NATO Without America
How Europe Can Run an Alliance Designed for US Control
This Friday, NATO members will mark the 76th anniversary of the signing of the North Atlantic Treaty in Washingon, DC. Not a few will likely wonder whether this is the final year they will celebrate an alliance that has secured peace on the long-wartorn European continent for more than three-quarters of a century.
NATO has witnessed many crises in hits long history, but for the first time it is facing an existential crisis. Never before has there been as profound an agreement on the threat that NATO seeks to deter and defend against. And never before has a member—let alone its principal security provider—cast doubt on the idea that its security is inextricably bound up with the security of the other members.
Until now. The United States joined Russia at the United Nations last month in rejecting a Ukrainian resolution, supported by all other NATO members and many dozens of other nations, calling for the aggressor to withdraw its forces from Ukraine. President Donald Trump has said the US won’t defend those allies who “don’t pay.” And Vice President JD Vance traveled to Munich last month to tell allied leaders that he feared Europe’s “enemy within” far more than Russia.
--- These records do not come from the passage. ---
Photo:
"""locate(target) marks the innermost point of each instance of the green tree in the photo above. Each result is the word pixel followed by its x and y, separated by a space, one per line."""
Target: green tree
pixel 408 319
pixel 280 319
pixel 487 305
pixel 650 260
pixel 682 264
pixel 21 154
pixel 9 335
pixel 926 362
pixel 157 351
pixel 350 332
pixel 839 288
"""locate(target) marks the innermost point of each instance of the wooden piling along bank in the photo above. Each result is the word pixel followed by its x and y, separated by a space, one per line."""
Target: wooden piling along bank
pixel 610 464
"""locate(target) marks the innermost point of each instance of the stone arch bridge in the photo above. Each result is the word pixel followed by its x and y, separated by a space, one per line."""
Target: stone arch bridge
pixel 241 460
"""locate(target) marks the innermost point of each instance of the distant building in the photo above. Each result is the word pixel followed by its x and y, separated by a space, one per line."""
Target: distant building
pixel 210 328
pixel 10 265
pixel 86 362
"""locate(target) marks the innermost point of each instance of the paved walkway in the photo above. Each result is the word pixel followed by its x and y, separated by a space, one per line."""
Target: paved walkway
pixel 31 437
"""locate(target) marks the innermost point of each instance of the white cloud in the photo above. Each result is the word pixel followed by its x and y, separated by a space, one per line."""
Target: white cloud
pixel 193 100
Europe has taken note. Its leaders have committed not only to beef up their defenses but to sharply reduce, if not eliminate, their reliance on the United States. That is the right response—one they should have taken many years ago. But Europeanizing NATO won’t be easy and certainly not quick. As I argued in a new piece published by Foreign Affairs, it will take three factors that are presently in short supply: money, time, and US cooperation.